Gli sforzi per introdurre il salario minimo devono essere fatti, non solo per tutelare tutti coloro che per vivere devono lavorare, ma diventa importante per l’insieme delle lavoratrici e dei lavoratori dipendenti anche di quelli coperti contratto firmati da sindacati maggiormente rappresentativi che precedono salari da fame e condizioni di schiavitù- lavori in appalto, agenzie di lavoro interinale etc…
Cadere o rimanere in povertà non è una condizione che – nella stragrande maggioranza delle situazioni – nasce dalla volontà soggettiva, ma ha sempre origini sociali, economiche, culturali e politiche ed è su questi che bisogna agire.
Costruire una legislazione di sostegno, di cui il salario minimo fa parte, è un importante tassello che impedisca basse remunerazioni, realizzi una diga che impedisca scivolamenti verso il basso e introduca una sorta ascensore che spinge verso l’alto.
Ricordo Valletta l’allora grande dirigente della Fiat che affermava:” è immorale che un dirigente guadagni più di dieci volte quello che guadagna un operaio” ai tre che si autodefiniscono i rappresentanti del mondo del lavoro, invece di andare a cercare Maria per Roma suggerisco una proposta choc, -il reddito annuale delle figure professionali definite nei CCNL siano rapportate a quelle dei manager, dirigenti e amministratori delegati-.
In diversi studi l’impatto dell’aumento del salario minimo non ha comportato un impatto negativo sull’occupazione, anzi, in alcuni casi l’effetto è stato positivo,ma ha avuto effetti positivi anche su altri parametri: la spinta all’aumento dell’efficienza e della produttività delle imprese, un maggiore gettito fiscale e contributivo, una crescita della domanda aggregata in assenza di effetti diretti sui livelli occupazionali, miglioramento della qualità della vita dovuto all’aumento del reddito disponibile delle famiglie con più bassi salari.
I salari faticano a tenere il passo con l’inflazione, non garantiscono il potere d’acquisto dei salari medi e, cosa più drammatica, non riescono a tenere il passo con i redditi degli amministratori delegati, si accresce la disuguaglianza, i lavoratori a basso salario non beneficiano della crescita economica e della produttività.
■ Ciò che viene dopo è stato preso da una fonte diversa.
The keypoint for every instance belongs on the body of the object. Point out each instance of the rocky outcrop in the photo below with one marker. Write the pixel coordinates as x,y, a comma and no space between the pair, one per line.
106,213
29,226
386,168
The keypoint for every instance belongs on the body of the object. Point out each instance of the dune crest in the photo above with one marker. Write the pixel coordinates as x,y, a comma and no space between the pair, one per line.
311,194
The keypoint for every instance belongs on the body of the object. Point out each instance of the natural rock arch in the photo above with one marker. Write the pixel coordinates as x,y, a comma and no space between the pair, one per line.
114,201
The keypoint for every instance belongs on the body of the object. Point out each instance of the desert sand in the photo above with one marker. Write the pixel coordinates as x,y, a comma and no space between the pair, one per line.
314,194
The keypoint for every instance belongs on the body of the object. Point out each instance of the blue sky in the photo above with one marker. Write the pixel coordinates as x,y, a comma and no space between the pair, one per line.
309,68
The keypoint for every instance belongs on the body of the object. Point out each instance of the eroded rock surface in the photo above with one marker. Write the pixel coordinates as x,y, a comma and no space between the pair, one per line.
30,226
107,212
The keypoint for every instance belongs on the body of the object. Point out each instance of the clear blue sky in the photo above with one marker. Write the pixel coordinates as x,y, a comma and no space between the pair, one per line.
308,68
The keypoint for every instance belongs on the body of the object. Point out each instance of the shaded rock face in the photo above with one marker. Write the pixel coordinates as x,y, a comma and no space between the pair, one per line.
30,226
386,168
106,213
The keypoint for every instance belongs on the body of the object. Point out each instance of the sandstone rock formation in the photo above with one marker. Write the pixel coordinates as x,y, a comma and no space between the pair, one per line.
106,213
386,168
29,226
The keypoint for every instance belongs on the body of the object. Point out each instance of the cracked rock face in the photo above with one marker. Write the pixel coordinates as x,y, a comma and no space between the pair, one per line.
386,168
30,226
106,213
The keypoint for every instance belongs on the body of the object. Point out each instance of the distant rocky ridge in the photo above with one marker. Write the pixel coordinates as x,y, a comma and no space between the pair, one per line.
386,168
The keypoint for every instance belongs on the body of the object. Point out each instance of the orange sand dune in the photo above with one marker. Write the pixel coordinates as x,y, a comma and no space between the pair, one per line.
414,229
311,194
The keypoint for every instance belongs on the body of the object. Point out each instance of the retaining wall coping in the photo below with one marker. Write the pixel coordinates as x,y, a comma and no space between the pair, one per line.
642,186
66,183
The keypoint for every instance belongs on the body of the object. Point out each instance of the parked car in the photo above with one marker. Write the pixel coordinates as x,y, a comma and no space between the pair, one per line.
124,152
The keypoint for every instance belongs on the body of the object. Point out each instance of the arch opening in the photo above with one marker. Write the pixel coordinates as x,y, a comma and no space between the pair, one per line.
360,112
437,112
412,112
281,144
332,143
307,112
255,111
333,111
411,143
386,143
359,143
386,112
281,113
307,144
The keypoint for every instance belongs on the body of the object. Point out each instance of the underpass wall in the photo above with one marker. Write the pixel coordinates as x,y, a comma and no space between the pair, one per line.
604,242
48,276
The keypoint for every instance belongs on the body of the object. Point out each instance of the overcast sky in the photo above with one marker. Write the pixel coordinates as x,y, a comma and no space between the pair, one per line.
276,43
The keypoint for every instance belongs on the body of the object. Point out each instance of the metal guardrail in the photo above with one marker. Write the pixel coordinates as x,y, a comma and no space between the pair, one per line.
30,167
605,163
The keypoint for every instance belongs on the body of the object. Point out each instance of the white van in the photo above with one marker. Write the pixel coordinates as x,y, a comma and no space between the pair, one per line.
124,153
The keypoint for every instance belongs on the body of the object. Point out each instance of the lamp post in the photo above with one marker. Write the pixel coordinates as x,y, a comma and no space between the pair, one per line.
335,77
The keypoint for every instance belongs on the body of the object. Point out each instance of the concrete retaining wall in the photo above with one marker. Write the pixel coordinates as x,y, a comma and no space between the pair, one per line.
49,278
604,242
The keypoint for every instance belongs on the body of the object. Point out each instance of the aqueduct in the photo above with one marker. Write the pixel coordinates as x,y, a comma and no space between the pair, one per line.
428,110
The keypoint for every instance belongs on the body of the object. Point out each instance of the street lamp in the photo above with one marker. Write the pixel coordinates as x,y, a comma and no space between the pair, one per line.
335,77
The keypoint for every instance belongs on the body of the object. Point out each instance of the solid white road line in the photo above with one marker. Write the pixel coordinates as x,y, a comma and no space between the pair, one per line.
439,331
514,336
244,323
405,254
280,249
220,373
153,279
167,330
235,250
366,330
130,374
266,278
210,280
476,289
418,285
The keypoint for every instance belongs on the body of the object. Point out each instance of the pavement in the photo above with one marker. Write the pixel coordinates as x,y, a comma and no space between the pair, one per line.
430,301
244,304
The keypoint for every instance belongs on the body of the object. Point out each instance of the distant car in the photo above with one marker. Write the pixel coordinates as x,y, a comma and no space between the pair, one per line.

Le persone emarginate, a basso salario, trarrebbero beneficio dall’introduzione del salario minimo; l’inflazione ha reso questa norma più necessaria e urgente, milioni di persone sono scivolate nella povertà e affrontano l’insicurezza alimentare.
Aumentare il potere d’acquisto, mettendo soldi nelle tasche dei lavoratori, per la spesa ha effetti positivi; stimolerebbe la domanda dei consumatori, e consentirebbe di mantenere o assumere nuovi dipendenti.